Blumenthal’s story is beautifully told in the award-winning 2021 documentary I Am Here.

She retains the happiness of her pre-war childhood. “I was very naughty. I still am,” she said with a twinkle in her eye.

“G-d spared me to be here today,” Blumenthal said. Her positive outlook and optimism shine through her words. “I wake up every day to see the world, the light coming in. I never close my curtains. I want to see the dawn coming in. Baruch Hashem, ani po (Thank G-d, I am here). I went through suffering and tragedy, but you have got to carry on. The world is beautiful. Be thankful to have another day.

“I never lost my faith in Hashem, even in the darkest of days,” Blumenthal said. “I survived, I lived, to tell the world about it.”

Her message was, “It’s so wrong that people fight with arms. We shouldn’t blame each other for being different colours or religions. We must sit down and exchange views – we are all one nation, we’re all the same, G-d’s creations.”

No less powerful were the words of Ella’s daughter as a second-generation survivor. Kaplan said that she knew in her bones from a young age that her family was different. She had no grandparents, uncles, and aunts. She sensed that her mother needed protecting from further harm for the rest of her life. She remembers her mother screaming from nightmares, where her children were being taken away from her. A single framed black-and-white photograph was the only remnant of her mother’s entire family. Of the 25 of them, 23 were killed in the Shoah.

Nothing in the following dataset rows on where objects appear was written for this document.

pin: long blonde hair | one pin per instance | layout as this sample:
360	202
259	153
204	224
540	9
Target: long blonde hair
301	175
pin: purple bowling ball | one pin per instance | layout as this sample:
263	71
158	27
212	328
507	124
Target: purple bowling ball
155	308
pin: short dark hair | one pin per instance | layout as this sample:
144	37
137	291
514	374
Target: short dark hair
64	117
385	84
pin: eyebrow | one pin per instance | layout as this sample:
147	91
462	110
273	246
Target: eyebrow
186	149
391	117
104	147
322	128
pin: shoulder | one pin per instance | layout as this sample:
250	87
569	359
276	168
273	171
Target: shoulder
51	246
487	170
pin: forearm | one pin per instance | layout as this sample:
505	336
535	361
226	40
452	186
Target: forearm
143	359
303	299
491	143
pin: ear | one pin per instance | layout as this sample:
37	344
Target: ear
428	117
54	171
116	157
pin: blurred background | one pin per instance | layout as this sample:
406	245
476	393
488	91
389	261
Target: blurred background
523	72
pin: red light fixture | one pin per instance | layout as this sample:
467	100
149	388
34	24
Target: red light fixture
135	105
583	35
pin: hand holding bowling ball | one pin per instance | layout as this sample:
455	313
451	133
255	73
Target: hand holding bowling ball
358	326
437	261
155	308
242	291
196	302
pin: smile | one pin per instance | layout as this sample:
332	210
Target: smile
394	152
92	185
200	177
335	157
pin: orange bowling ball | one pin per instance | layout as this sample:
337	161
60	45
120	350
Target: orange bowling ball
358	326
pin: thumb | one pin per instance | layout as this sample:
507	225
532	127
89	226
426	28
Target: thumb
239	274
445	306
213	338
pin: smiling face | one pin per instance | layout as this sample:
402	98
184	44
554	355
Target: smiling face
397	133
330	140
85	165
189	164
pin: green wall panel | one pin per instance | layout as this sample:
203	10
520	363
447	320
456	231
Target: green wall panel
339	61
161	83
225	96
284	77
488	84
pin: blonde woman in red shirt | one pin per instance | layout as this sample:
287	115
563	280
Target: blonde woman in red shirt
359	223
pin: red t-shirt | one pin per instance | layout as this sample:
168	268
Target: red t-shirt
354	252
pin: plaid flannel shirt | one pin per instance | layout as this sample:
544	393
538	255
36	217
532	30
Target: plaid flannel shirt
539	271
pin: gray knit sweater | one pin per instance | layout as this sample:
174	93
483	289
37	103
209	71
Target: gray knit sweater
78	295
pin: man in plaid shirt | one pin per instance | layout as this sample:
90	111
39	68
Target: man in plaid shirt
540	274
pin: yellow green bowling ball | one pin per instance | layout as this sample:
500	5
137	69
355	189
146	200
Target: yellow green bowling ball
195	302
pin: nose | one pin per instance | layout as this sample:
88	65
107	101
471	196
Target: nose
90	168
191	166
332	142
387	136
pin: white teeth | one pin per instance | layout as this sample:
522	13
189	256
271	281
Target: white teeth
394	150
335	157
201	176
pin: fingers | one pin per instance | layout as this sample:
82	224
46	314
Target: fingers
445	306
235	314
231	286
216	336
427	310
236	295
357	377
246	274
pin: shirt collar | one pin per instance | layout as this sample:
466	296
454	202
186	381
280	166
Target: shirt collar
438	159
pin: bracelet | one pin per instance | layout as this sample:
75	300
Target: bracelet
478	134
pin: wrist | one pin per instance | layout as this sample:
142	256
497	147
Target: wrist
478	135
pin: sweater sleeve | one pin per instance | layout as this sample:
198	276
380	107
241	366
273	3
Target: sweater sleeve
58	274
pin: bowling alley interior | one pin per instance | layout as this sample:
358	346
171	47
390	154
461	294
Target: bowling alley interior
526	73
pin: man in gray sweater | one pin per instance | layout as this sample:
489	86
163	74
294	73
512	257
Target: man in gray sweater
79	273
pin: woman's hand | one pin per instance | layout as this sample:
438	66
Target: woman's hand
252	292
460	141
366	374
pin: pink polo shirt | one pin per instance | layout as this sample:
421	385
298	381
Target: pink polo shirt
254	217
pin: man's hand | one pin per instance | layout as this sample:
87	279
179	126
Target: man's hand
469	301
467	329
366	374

“You don’t understand it, but you accept it,” said Kaplan. “As you get older, you begin to process it all, struggle with it.” She saw that her mother wasn’t defined solely by her past, but was full of “life, verve and vigour.” She was “strong, sassy, feisty and forthright”.

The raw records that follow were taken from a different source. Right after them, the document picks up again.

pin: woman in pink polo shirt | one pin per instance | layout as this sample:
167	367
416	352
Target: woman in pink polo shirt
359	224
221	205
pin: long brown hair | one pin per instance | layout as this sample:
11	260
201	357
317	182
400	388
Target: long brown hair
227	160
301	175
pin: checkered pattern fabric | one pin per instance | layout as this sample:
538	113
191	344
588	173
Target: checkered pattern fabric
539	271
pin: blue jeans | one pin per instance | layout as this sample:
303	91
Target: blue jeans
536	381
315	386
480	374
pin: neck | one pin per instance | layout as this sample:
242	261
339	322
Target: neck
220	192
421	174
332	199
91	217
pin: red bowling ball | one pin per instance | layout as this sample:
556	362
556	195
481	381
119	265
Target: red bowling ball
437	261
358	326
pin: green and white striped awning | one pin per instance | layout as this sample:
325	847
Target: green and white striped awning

“The Holocaust didn’t end in 1945. Its impact on the younger generation was so profound. It altered your genetic code … Genocide continues to wreak havoc on future generations,” Kaplan said.

For her, the COVID-19 lockdown was, strangely, a blessing, because her mother moved in with her. She and her family had the precious gift of more quality time with this remarkable, inspiring woman. At 101, Blumenthal has mastered social media, and keeps in touch with her family around the world.

“I learned from her that hatred begets hatred. I was passed on her baton of tolerance and understanding,” Kaplan said, “Losing her parents, her brothers, her aunts, and uncles was unfortunately not extraordinary at that time. But going on to love, to talk, to write … to have a lust and thirst for life – that was extraordinary.”

The moving ceremony, organised annually by the Gauteng Council of the South African Jewish Board of Deputies, retained many of its traditional elements. This included songs and prayers, the lighting of six memorial lamps by survivors and their families, and a message delivered by the deputy ambassador of Israel. Kaddish was led by one of the survivors, Reverend Joseph Matzner.

A flock of pigeons circled above the audience as school leaders read out the names of individuals who perished in the Shoah. This was an omen that they will never, ever, be forgotten. We are here.